Murray: I think, honestly, I think it’s BS. What I mean by that is you can do both. If you want the government to solve the big problems of climate change, and DE&I, why not want them to help you report on it too? Who should do this if not the regulators? Who brings it together However, what I think Leslie is that regulators need to work closely with companies. And I don’t see this harmonization anymore … so I’m not saying to skip the deal. I’m not saying to leave the controls off. I say let’s all get together and find out together. But I don’t think for a minute that if the regulations are solely focused on climate change or DE&I, with no disclosure, no metrics, then how do we know it works? How do regulators know it’s working?
Picker: because [ESG is] so broad that it has the potential to leave behind certain efforts that were more in the foreground in the past. You know, Diversity, Equity Inclusion, for example, if a company has very good metrics in terms of its environmental footprint or governance footprint, can it sweep all diversity, equity and inclusion issues under the carpet?
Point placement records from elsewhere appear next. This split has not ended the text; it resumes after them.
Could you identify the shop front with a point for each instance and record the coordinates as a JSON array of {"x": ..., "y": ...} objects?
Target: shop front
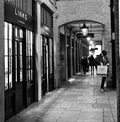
[
  {"x": 18, "y": 56},
  {"x": 47, "y": 59}
]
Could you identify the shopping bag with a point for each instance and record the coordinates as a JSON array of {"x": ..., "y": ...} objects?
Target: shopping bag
[{"x": 102, "y": 70}]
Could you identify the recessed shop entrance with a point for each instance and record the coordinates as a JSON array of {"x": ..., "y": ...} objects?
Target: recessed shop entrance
[{"x": 18, "y": 57}]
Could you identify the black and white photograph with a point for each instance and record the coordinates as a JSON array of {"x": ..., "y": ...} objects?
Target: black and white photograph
[{"x": 59, "y": 61}]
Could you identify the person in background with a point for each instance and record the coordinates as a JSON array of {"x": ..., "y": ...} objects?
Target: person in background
[
  {"x": 104, "y": 61},
  {"x": 84, "y": 64}
]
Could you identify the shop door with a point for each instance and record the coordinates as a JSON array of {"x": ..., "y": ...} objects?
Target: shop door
[
  {"x": 19, "y": 67},
  {"x": 14, "y": 90},
  {"x": 45, "y": 78}
]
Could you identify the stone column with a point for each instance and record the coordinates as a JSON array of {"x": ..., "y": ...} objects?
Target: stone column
[{"x": 2, "y": 77}]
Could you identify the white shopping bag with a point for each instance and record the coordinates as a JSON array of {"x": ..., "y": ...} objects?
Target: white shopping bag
[{"x": 102, "y": 70}]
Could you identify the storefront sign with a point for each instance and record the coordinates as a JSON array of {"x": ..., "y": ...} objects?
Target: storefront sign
[
  {"x": 45, "y": 30},
  {"x": 21, "y": 14}
]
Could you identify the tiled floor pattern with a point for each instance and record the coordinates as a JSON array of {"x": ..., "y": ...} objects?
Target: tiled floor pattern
[{"x": 78, "y": 101}]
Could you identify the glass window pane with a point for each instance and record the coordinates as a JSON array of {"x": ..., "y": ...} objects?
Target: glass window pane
[
  {"x": 6, "y": 80},
  {"x": 15, "y": 62},
  {"x": 20, "y": 48},
  {"x": 10, "y": 64},
  {"x": 10, "y": 80},
  {"x": 21, "y": 65},
  {"x": 16, "y": 32},
  {"x": 15, "y": 48},
  {"x": 21, "y": 75},
  {"x": 6, "y": 62},
  {"x": 16, "y": 75},
  {"x": 21, "y": 33},
  {"x": 31, "y": 74},
  {"x": 5, "y": 30},
  {"x": 10, "y": 31},
  {"x": 10, "y": 47}
]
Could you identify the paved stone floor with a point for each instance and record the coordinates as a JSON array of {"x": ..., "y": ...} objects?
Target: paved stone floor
[{"x": 78, "y": 101}]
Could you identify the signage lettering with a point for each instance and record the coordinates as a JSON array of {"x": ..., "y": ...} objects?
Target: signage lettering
[{"x": 21, "y": 14}]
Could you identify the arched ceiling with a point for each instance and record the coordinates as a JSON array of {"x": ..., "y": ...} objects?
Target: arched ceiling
[{"x": 95, "y": 28}]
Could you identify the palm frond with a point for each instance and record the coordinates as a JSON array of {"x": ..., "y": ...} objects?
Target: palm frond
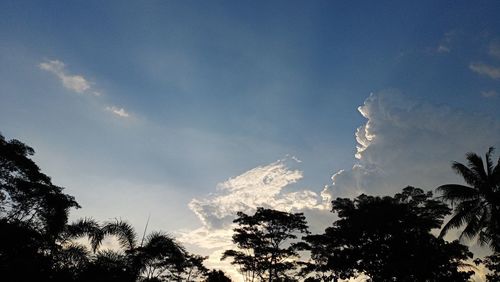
[
  {"x": 489, "y": 161},
  {"x": 476, "y": 165},
  {"x": 469, "y": 176},
  {"x": 123, "y": 231}
]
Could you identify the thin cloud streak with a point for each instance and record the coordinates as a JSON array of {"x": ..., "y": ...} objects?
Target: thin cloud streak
[{"x": 483, "y": 69}]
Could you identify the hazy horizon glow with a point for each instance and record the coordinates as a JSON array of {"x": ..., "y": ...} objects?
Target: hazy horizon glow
[{"x": 192, "y": 111}]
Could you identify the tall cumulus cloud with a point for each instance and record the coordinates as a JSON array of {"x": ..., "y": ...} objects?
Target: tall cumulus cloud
[{"x": 403, "y": 142}]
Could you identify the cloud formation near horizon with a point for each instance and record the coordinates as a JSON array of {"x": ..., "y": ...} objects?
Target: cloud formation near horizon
[
  {"x": 403, "y": 142},
  {"x": 76, "y": 83},
  {"x": 259, "y": 187}
]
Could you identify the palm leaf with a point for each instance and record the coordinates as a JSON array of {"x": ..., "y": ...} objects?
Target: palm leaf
[
  {"x": 476, "y": 165},
  {"x": 123, "y": 231},
  {"x": 456, "y": 193}
]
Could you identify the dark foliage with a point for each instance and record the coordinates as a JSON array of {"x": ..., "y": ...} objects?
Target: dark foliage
[
  {"x": 492, "y": 262},
  {"x": 477, "y": 207},
  {"x": 388, "y": 239},
  {"x": 217, "y": 276},
  {"x": 266, "y": 245}
]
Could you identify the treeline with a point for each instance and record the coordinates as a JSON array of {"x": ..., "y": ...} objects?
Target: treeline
[{"x": 385, "y": 238}]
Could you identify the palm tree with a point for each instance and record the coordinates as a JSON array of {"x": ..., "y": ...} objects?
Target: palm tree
[
  {"x": 476, "y": 206},
  {"x": 157, "y": 254}
]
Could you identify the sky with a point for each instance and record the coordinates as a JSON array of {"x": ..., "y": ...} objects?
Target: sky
[{"x": 189, "y": 111}]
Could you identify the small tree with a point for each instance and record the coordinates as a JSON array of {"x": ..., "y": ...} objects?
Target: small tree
[{"x": 266, "y": 245}]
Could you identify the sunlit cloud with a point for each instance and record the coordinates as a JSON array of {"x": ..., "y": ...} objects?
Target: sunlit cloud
[
  {"x": 494, "y": 50},
  {"x": 483, "y": 69},
  {"x": 76, "y": 83},
  {"x": 263, "y": 186},
  {"x": 121, "y": 112},
  {"x": 405, "y": 142},
  {"x": 489, "y": 94}
]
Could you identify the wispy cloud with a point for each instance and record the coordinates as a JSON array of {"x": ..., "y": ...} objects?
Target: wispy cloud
[
  {"x": 405, "y": 142},
  {"x": 489, "y": 94},
  {"x": 444, "y": 45},
  {"x": 76, "y": 83},
  {"x": 494, "y": 50},
  {"x": 121, "y": 112},
  {"x": 262, "y": 186},
  {"x": 484, "y": 69}
]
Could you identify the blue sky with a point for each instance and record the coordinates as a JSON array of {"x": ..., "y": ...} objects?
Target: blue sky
[{"x": 151, "y": 104}]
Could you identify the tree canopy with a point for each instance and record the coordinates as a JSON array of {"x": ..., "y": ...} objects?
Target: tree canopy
[
  {"x": 388, "y": 239},
  {"x": 265, "y": 242}
]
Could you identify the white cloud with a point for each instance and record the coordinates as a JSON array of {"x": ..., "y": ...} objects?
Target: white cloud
[
  {"x": 121, "y": 112},
  {"x": 403, "y": 142},
  {"x": 406, "y": 142},
  {"x": 489, "y": 94},
  {"x": 75, "y": 83},
  {"x": 262, "y": 186},
  {"x": 494, "y": 50},
  {"x": 258, "y": 187},
  {"x": 483, "y": 69}
]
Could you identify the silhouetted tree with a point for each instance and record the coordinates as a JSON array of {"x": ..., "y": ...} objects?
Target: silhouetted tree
[
  {"x": 217, "y": 276},
  {"x": 265, "y": 243},
  {"x": 389, "y": 239},
  {"x": 476, "y": 206}
]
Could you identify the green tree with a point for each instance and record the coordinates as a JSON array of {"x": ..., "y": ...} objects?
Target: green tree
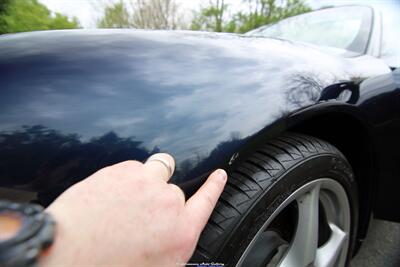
[
  {"x": 210, "y": 18},
  {"x": 115, "y": 16},
  {"x": 30, "y": 15},
  {"x": 256, "y": 13},
  {"x": 142, "y": 14}
]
Murray: My great belief is that you can do both. I mean I don’t understand why, you know, diversity, justice –
Picker: You can, but companies feel they don’t need to because –
Murray: Well, they don’t have to because they don’t have to. And that’s why I come back to this government article, this regulation article. And believe me, if you asked me 20 years ago if we have any governments or regulators dealing with diversity, I would say no, companies will do it, they will do it themselves, it’s the right thing, it is great for business. Well I was wrong. I was totally wrong.
And, and what I’ve seen is work when regulations come out and say, “You shall report the following things and it will be disclosed.” And directors will be held in trust for ensuring that it is done well, and CEOs will be held accountable through compensation. I see it really works.
Picker: So it’s about disclosure, it’s about regulation. You are a regulator. As the chairman of FINRA, you are in the seat, which supervisory authority do you think should address this?
Murray: I think the SEC has done a lot lately – first of all, I’m not speaking here as chairman of FINRA and we are responsible for the individual investor. But I think the SEC [Gary] Gensler has done a lot about what’s coming out of ESG. He’s been talking about DE&I and climate change, and he’s got people to lead those initiatives.